Thursday's ruling marks the first in a series of 17 cases filed by two sets of lawyers at 14 high courts across the nation, all seeking the election results of all 295 single-seat electoral districts to be repealed.
The lawyers petitioning the high courts believe that the disparity in the weight of votes between numerous districts across prefectures in Japan is in violation of the nation's Constitution, Article 14 which states that under the law all people are equal.
Despite the lawyers claiming that the maximum disparity between the Miyagi No. 5 district and the Tokyo No. 1 district stood at 2. 13 times, Presiding Judge Toru Odan ruled that the general election was constitutional as the disparity had been reduced due to a reduction in the number of single-seat constituencies from 300 to 295.
The disparity in vote weight gap "was not a level that violates the constitutional equality of value of votes," Odan said, adding that efforts made by parliament to fix the situation had been adequate.

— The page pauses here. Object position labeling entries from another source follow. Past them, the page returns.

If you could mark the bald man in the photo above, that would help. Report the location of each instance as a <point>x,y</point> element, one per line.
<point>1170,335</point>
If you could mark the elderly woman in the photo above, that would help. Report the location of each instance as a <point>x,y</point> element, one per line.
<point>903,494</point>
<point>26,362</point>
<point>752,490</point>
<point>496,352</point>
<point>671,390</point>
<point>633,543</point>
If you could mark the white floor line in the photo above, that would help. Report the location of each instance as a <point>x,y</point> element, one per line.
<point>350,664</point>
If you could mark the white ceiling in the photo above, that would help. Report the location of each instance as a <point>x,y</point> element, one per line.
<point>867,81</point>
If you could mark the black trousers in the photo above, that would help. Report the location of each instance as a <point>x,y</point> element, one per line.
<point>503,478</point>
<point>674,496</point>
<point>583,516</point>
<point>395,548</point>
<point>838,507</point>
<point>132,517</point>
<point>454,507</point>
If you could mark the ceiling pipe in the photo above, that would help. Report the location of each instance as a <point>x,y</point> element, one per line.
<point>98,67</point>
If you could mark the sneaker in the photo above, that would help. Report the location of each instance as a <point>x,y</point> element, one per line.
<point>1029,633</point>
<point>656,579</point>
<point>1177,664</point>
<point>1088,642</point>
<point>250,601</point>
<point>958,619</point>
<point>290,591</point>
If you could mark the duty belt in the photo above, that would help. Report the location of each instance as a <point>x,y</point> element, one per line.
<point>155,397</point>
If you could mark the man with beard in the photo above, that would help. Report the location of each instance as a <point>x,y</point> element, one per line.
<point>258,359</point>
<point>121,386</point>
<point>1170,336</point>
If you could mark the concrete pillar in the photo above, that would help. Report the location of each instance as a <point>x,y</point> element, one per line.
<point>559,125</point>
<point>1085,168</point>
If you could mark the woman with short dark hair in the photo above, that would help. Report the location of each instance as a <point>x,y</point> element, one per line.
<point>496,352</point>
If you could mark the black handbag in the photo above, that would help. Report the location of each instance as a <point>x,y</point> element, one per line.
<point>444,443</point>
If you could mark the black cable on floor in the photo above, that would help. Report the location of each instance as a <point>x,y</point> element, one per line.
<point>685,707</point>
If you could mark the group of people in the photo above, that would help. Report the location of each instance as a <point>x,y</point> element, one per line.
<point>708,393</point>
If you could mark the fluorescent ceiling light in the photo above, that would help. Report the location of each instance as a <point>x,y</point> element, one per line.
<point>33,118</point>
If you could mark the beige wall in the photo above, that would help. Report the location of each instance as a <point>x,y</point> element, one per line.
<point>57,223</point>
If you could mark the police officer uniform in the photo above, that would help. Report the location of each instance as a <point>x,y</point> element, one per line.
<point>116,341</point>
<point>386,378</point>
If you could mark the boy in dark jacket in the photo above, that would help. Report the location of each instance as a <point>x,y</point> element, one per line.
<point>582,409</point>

Japan's highest legal authority, the Supreme Court, has previously called for a wholesale referendum of the electoral system, which the ruling Liberal Democratic Party vowed to do as part of their political campaign before they ousted the Democrats, but as yet have only made minor amendments to the election law in 2012, seeking reforms to be fully concluded ahead of the 2016 upper house elections.
Pressure has been on Abe to, as per his original election campaign pledge, comprehensively reform the electoral process and ensure the voter-representative ratio disparity be corrected nationwide to a point that lawyers can never call Japan's Constitution into question, but as the legal groups gear up for 16 more cases, it would seem, as political observers have attested, the government's moves towards this, have been woefully insufficient.
Indeed, in 2011 the Supreme Court slammed the electoral map for the lower house of parliament, stating it was in a "state of unconstitutionality" due to it "disenfranchising" the electorate and as such electoral reform was in "dire need."
Specifically, it stated in March 2011 that the gap of up to 2.3 times in the weight of votes in a 2009 lower house election was " in a state of unconstitutionality," but the 2012 general election went ahead regardless, with Abe vowing to reform the electoral system once he was in office -- a pledge yet to come to full fruition despite plenty of time being allocated for the ruling bloc to enact a fully constitutional electoral map.
Thus far, the revisions made have reduced the maximum disparity to just under two, but the new measures were not fully finalized prior to the snap election being called that saw Abe and his LDP regain power in Japan following the 2012 elections.
Re-zoning to address the disparity has since been completed, but authorities say that some serious disparities still remain between urban and rural areas and, in some cases, have widened.
Political analysts have suggested that Abe may be hedging his bets in the upcoming cases at the high courts and indeed in the next upper house elections that in the past 60-years, the Supreme Court has never overturned an election result because of a voting disparity, despite a number of post-election backlashes from an electorate who feel they have been hugely misrepresented, as firstly there has been no precedent, and, secondly due to this mayhem would ensue.
The loop hole for Abe, has been that changing the vote-district ration disparity comes at parliament's discretion and the Diet, this far, has only done the bare minimum to best exploit this loophole by reducing just five single-seat electoral districts to reduce the vote-value disparity, political watchers here said, with all experts reiterating the fact that the election went ahead without the reforms of the system to, without condition, allocate one seat to each of the 47 prefectures, prior to the remaining seats being distributed in proportion to their districts' respective populations.